Из большого осколка зеркала, найденного здесь же, на свалке,
на меня смотрела опухшая, заросшая и грязная морда. Я не испугался её, как это было ещё пару лет назад и меня уже не мучили угрызения совести по этому поводу – я просто свыкся с ней, как привыкают к чему-то отвратительному, мерзкому и, к сожалению - неизбежному. Сегодня был мой «святой» день, день который я НАЗНАЧИЛ праздником для самого себя. В этот ежемесячный «праздничный» день, я тщательно брился, мылся и старался подобрать новую одежду, благо «этого добра» здесь, на свалке хватало. Или же, тщательно стирал и приводил в порядок старую. Подкапливал немного деньжат и проделав все обязательные для такого дня гигиенические процедуры, отправлялся на прогулку в город.
Обитатели свалки, мои «помоечные» друзья, как я их называл, (на что они ни капли не обижались), часто спрашивали – для чего я всё это проделываю? На что я всегда отвечал им ничего не значащими фразами и запутанными отговорками. Вскоре, поняв, что от меня ни чего не добьёшься, они раз и навсегда прекратили свои расспросы. Значит так и должно быть, решили они. Все, кто однажды попадал сюда, со временем становились фаталистами и философами. В определённом, конечно, смысле. На всё происходящее перед их глазами и в мире вообще, они смотрели примерно так: «Если звёзды зажигаются каждый день – значит это кому-то нужно».

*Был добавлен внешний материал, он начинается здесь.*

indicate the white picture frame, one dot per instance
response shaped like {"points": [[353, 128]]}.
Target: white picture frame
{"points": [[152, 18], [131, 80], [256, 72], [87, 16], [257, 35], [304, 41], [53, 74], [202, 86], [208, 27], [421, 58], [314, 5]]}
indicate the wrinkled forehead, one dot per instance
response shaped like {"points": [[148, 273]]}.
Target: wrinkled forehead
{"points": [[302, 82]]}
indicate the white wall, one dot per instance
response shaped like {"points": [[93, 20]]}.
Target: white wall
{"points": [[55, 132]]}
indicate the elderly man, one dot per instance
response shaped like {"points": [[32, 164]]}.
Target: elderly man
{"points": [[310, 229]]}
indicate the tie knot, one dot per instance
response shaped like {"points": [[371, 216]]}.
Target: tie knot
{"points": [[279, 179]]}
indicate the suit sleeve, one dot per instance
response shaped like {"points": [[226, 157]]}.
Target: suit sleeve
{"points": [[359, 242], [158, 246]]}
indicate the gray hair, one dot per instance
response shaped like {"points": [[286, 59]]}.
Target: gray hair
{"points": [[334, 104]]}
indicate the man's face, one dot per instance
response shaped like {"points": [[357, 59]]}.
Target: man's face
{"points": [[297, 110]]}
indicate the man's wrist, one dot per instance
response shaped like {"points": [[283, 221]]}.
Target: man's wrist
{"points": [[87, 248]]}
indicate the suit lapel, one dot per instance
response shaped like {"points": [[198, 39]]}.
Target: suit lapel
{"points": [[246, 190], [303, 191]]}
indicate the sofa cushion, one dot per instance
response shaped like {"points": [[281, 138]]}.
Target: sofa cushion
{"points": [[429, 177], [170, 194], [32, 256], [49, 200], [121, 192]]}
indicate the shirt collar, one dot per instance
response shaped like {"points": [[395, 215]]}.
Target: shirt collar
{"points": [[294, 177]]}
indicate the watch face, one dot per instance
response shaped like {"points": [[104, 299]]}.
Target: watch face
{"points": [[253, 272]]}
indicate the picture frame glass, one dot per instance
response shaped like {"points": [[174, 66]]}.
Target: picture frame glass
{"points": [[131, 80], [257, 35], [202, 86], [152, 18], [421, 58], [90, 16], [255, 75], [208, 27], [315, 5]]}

Их Философия, философия людей с помойки, является, пожалуй, единственным спасательным кругом, «непотопляемым кораблём», плывущим вместе с ними по жизни. Иначе смысл этой самой жизни, их жизни, очень трудно будет объяснить не только кому-то, но даже самому себе. А это уже крах личности, пусть опустившейся на губительную глубину, но всё же личности, пока эта самая личность может передвигать ноги и поднимать стакан.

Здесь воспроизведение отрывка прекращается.